織田信長と豊臣秀吉のマネジメント能力(秀吉編)
信長の雑用係から始まり、着実に出世を果たし、やがて信長の亡きあと天下統一を成し遂げた豊臣秀吉。気配り上手で、人が嫌がる仕事に率先して取り組んでいたそうです。
ほぼプータロー状態のスタートでしたし、秀吉の人脈はゼロ。おまけに財力もゼロ。にも関わらず、なぜスピード出世できたのか、それはポテンシャルの高さに他なりません。
また、人たらしと呼ばれていた秀吉ですが、しっかり人材を目利きして有能な武将らを配下にしています。加藤清正や福島正則などの武力部隊、石田三成や黒田官兵衛といった知能派など多種多様。

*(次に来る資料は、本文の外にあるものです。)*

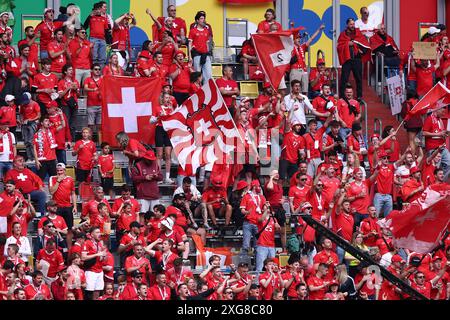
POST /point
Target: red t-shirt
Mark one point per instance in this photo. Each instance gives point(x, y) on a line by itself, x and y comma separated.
point(82, 60)
point(42, 81)
point(360, 205)
point(65, 189)
point(292, 144)
point(98, 25)
point(106, 162)
point(47, 29)
point(199, 39)
point(91, 247)
point(267, 236)
point(55, 259)
point(59, 61)
point(228, 85)
point(434, 125)
point(182, 82)
point(86, 154)
point(94, 97)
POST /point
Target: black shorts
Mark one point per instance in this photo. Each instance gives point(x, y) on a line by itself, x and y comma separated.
point(67, 214)
point(280, 215)
point(82, 175)
point(107, 184)
point(162, 138)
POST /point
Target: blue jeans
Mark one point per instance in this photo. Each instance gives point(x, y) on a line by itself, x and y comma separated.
point(249, 230)
point(98, 51)
point(40, 197)
point(262, 253)
point(205, 69)
point(4, 167)
point(383, 203)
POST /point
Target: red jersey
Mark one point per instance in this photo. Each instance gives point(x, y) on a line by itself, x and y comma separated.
point(97, 25)
point(227, 85)
point(91, 247)
point(45, 144)
point(217, 194)
point(106, 163)
point(82, 59)
point(55, 260)
point(199, 39)
point(59, 61)
point(360, 204)
point(85, 156)
point(64, 192)
point(385, 179)
point(26, 180)
point(30, 111)
point(292, 144)
point(254, 204)
point(182, 82)
point(45, 81)
point(94, 97)
point(47, 29)
point(267, 236)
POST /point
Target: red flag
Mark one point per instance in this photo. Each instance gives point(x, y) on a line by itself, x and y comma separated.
point(128, 104)
point(274, 51)
point(436, 98)
point(420, 227)
point(201, 129)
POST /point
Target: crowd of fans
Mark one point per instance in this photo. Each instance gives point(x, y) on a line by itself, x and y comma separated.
point(327, 168)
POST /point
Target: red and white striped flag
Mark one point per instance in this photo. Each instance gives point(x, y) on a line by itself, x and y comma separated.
point(201, 129)
point(420, 227)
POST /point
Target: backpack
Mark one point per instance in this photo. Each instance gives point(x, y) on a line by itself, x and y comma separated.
point(292, 244)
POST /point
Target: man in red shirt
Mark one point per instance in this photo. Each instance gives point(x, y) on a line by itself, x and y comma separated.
point(251, 207)
point(265, 245)
point(435, 134)
point(62, 189)
point(98, 26)
point(58, 51)
point(28, 182)
point(228, 87)
point(317, 285)
point(30, 39)
point(38, 290)
point(53, 258)
point(264, 26)
point(180, 72)
point(44, 146)
point(200, 41)
point(93, 85)
point(80, 54)
point(93, 248)
point(30, 113)
point(46, 85)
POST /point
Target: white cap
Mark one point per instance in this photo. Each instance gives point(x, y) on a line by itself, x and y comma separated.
point(433, 30)
point(9, 97)
point(168, 223)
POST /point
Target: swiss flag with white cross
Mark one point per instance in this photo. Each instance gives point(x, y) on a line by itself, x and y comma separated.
point(128, 104)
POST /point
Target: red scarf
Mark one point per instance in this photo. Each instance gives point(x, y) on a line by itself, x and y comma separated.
point(10, 139)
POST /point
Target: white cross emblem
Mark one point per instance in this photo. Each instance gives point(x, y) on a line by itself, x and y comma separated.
point(204, 127)
point(283, 57)
point(22, 177)
point(129, 110)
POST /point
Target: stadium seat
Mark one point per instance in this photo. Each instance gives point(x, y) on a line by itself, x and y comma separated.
point(249, 89)
point(70, 171)
point(118, 176)
point(217, 70)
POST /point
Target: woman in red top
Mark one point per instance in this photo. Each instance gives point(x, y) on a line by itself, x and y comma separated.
point(113, 68)
point(69, 90)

いかにして秀吉は名立たる武将らの頂点に立つことができたのか、今回は秀吉のマネジメント能力をチェックしてみたいと思います。
秀吉の対人スキル
画像:豊臣秀吉の像(豊國神社)
秀吉の優れた能力といえば、伝える技術と人たらし。コミュニケーション能力が高く、手紙でも会話でも「伝える技術」が高かったことがわかります。
また、伝えるといっても説明が上手いだけではなく、相手にイメージさせるのも得意だったようです。

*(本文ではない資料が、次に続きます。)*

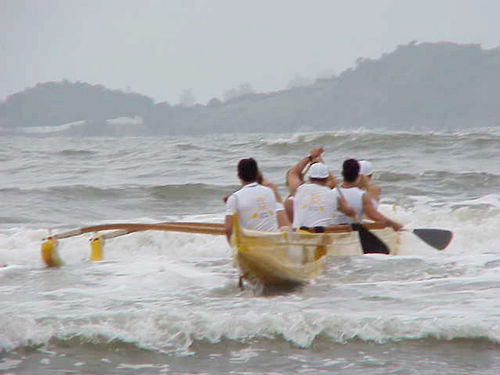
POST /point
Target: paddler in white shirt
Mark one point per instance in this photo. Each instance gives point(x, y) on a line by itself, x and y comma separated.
point(315, 204)
point(295, 177)
point(358, 199)
point(258, 207)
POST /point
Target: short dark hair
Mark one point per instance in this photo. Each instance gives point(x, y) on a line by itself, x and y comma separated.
point(350, 170)
point(248, 170)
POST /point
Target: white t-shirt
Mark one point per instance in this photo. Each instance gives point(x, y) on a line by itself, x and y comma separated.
point(354, 198)
point(256, 207)
point(314, 205)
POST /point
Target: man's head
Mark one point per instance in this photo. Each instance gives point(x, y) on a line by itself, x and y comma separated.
point(318, 172)
point(350, 170)
point(248, 170)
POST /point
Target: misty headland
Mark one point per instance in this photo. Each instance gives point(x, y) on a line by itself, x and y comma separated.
point(436, 86)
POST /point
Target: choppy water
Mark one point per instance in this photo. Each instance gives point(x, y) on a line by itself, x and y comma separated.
point(169, 303)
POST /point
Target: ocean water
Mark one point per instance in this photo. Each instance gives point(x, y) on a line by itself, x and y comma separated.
point(168, 303)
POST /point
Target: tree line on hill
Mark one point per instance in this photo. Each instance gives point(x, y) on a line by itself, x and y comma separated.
point(418, 85)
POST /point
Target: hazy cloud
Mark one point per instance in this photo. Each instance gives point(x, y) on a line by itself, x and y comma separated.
point(162, 48)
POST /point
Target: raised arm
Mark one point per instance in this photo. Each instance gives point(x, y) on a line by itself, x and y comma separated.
point(294, 176)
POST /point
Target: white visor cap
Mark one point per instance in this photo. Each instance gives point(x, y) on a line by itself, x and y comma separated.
point(318, 170)
point(365, 168)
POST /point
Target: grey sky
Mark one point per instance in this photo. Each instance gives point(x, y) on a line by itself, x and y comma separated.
point(161, 48)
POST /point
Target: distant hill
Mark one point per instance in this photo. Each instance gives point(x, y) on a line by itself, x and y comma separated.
point(419, 85)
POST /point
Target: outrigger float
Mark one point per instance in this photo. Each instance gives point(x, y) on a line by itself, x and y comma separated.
point(267, 258)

相手が知りたい情報を解りやすくまとめ、具体的にコンパクトに描写することで「理解しやすい=イメージしやすい表現・手法」を用いて伝えていました。
また、頃合いを見計らって相手が知りたいと思うタイミングに伝えていたのも特徴。
興味を引くような話題をふって(前置きを置いて)から本題に入ったり、結論から先に述べて注釈を入れていくなど、相手に応じて伝え方を変えていたそうです。
そして、報告したり用件を伝えるときでも必ず相手を褒めていたといいます。
高いコミュニケーション能力で自然と相手を自分のフィールドに引き込むのが上手だった秀吉。ただ単に誉めて喜ばせるだけでなく、人たらしを応用した上級のコミュニケーションだったわけです。
人たらしのテクニック
画像:豊臣秀吉の木像(木彫前田工房)
まず秀吉は慎重に相手を観察し、どのようなアプローチで距離を縮めるか考え、相手が興味を引きそうな材料(情報)を準備したうえでコミュニケーションをとっていました。

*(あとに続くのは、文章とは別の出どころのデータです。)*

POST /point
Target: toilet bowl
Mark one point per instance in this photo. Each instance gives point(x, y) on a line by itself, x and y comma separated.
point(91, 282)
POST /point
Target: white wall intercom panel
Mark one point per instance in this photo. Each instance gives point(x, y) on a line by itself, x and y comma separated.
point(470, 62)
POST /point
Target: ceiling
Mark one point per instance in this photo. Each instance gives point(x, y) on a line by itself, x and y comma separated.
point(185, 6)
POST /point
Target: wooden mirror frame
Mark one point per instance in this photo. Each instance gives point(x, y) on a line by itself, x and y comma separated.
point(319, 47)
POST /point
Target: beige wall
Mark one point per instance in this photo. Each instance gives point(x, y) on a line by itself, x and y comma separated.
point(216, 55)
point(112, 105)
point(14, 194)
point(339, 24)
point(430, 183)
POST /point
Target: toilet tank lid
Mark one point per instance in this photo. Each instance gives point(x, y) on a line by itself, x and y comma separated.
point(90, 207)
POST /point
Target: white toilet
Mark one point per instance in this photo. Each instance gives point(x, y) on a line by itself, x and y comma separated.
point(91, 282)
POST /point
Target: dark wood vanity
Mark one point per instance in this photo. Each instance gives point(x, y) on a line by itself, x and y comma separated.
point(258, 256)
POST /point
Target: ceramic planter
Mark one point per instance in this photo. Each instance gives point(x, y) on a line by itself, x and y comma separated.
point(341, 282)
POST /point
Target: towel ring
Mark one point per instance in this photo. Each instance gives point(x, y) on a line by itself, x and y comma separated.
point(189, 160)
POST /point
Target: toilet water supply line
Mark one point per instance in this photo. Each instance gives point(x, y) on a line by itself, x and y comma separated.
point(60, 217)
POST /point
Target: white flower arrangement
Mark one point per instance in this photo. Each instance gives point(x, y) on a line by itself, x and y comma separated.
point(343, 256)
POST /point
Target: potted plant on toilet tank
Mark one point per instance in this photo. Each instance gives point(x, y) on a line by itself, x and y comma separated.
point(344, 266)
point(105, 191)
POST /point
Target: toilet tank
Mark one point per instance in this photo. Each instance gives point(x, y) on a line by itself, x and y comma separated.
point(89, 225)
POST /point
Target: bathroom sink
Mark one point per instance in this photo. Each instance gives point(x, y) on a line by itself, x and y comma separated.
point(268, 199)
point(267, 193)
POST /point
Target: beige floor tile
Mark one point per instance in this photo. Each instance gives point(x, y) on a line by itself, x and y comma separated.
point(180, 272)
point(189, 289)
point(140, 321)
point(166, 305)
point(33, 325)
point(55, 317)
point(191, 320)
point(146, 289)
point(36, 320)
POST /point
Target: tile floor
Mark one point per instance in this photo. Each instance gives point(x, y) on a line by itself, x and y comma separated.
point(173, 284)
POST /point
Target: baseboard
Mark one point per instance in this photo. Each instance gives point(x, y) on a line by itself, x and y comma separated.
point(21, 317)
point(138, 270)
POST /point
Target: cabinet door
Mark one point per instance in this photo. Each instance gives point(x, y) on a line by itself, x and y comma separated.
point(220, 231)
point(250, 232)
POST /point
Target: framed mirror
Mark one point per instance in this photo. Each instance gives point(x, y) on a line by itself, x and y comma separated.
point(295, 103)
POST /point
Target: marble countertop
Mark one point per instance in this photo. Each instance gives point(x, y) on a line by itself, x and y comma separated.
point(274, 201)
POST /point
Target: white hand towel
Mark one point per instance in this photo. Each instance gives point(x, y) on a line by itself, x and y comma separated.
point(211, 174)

ただし、手当たり次第にアプローチを試みていたわけではありません。相手の特性を見極め、有能な人材と判断したら口説くというスタンス。
口説き落とすためには頭も下げるし、いくらでも褒めます。狙ったターゲットに対しては、「あなたの味方だ」「俺は協力するよ」と日頃から印象付けていました。
人の心を掴んで自分の味方に引き入れる秀吉のテクニックは織田家の中だけでなく、敵の家臣もスカウトしてしまうほどの実力。
たとえば、竹中半兵衛を家臣にスカウトしたり、前もって丹羽長秀や池田恒興を味方につけて清須会議に出席したり、とにかく人を引き込む能力が高い人物だったことが分かります。
また、賤ヶ岳の戦いで柴田勝家と戦う際、上杉景勝と直江兼続を味方につけ、勝家に加勢していた佐々成政を攻め落とし、降伏させました。
※佐々成政の富山城を攻めるにあたり、新潟(富山の隣)の領主である上杉家と手を組んで包囲網を敷いた。
最終的には徳川家康も口説き落とし、天下統一を成し遂げました。家康とは小牧長久手の戦いで衝突しましたが、講和(仲直り)に持ち込むための根回しが巧妙。
家康のプライドを傷つけないように自分より高い位(官位)を家康に与えてほしいと朝廷に頼んだり、妹の朝日姫を家康の正室にしたり、実母の大政所を人質に差し出したりして口説き落としています。
家康と敵対したままでは天下はとれませんし、かといって天下を譲るわけにもいかないわけで、公平な立場をアピールしつつ実際には家康を配下につけるというシナリオを成功させています。